Half my basement. It's probably like a 15 by 20 foot area.


----------



## Dex (Sep 13, 2016)

ECKSRATED said:


> http://rochester.craigslist.org/spo/5772681561.html
> 
> Just found that on Craigslist. Never hears or seen those plates but he's an ex powerlifter which is cool. Might go grab those this weekend.



Damn, $400 for the whole set? I spent $260 on 4 damn 45s.


----------



## trodizzle (Sep 15, 2016)

ECKSRATED said:


> Figured I'd start a thread about my new home gym that I'm gonna start up. Been looking around for a while now and this is what I'm leaving towards. Took out a 3000 dollar loan that I'll pay off in a year
> 
> Here's the rogue rack I'm getting. Dys has it too and loves it. It has a mono attachment that I will be getting also
> 
> ...



How's the home gym working out? Happy with all the equipment? I was getting ready to build one myself but I seem to have a problem with ceiling height, I have some damn AC duct that prevents me from fitting a 90" tall rack in my basement, I'm limited to about 85". 

Scratch that, I just found out the R-3 comes in a shorty model that's only 7" tall. That may work.


----------



## ECKSRATED (Sep 15, 2016)

Diz I haven't even ordered anything yet. I gotta get my ass to the bank first and sign for the loan. I'm lazy. 

And Yea that rack comes in a shirt version. Rogue is the way to go man they have so Much shit to add on to the racks


----------



## DieYoungStrong (Sep 15, 2016)

Honestly I have the 7-6 version because I have plenty of head room. If I could do it again I'd get the shorty anyways.


----------



## ECKSRATED (Sep 15, 2016)

Why's that dys?


----------



## DieYoungStrong (Sep 15, 2016)

Because jumping up to do pull ups and hang bands gets old. I ohp outside the rack anyways


----------



## stonetag (Sep 15, 2016)

Looking tight ecks!


----------



## ECKSRATED (Sep 17, 2016)

Just ordered the bench.
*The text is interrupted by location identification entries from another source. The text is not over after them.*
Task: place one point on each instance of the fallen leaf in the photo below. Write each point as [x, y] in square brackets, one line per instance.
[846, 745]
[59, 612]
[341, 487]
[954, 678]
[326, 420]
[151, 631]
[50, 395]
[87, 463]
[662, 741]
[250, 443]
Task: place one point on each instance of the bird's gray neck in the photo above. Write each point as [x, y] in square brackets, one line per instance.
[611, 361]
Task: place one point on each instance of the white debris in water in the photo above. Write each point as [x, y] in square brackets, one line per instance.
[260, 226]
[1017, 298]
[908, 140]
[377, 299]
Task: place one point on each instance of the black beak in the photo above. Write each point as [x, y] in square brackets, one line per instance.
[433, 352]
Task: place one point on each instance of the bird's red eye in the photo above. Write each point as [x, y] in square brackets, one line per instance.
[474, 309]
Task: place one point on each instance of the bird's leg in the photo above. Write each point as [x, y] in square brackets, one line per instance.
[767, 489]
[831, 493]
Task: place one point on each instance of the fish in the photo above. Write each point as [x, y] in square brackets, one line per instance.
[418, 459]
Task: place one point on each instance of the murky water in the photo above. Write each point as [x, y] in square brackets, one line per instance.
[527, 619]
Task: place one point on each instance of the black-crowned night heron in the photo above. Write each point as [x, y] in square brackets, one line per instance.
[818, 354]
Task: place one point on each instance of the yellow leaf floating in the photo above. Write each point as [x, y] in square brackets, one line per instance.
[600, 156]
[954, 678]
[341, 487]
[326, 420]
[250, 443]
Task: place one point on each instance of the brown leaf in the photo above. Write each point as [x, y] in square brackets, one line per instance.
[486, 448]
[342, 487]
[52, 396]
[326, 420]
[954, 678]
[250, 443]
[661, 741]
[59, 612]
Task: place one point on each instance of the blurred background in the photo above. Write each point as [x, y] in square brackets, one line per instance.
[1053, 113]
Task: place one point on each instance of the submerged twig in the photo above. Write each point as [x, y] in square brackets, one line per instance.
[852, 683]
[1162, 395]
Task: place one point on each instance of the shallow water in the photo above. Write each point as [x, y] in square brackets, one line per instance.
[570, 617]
Gonna order the rack and bar tomorrow or call rogue and see if I can get anything free out of it. I hears if u call and talk to a rep sometimes they add some goodies in there


----------



## ECKSRATED (Sep 18, 2016)

3pm tomorrow going to pick up 650 pounds of plates for 400 bucks from that powerlifter. Can't wait to meet him guy has won a few national competitions he said. Should be interesting.


----------



## ECKSRATED (Sep 18, 2016)

Rack, mono attachment and westside powerbar have been ordered. Ahhh can't ****ing wait. I might sleep with my new bar on my new bench in my new rack!!!


----------



## ToolSteel (Sep 18, 2016)

You're gonna regret that black zinc


----------



## ECKSRATED (Sep 18, 2016)

ToolSteel said:


> You're gonna regret that black zinc



I read up on it. Guys didn't complain about it from what I've read. And I'm not gonna be pulling with it. I wanted it so I bought it.


----------



## ECKSRATED (Sep 18, 2016)

ToolSteel said:


> You're gonna regret that black zinc



Anddddd Texas deadlift bars are black zinc and I have zero problems with that bar being slick. Love that bar


----------



## ToolSteel (Sep 18, 2016)

Personal preference I guess. We have a Texas DL and a raw rogue DL. I get a lot better grip on the rogue.


----------



## ECKSRATED (Sep 19, 2016)

Picked up the 675 pounds of plates today. They are made by new York barbell I guess. Only made to order. They are in fantastic condition and look and feel like some of the best plates I've ever seen. So happy. This was a steal. I'll take pics when I get everything together in the basement. 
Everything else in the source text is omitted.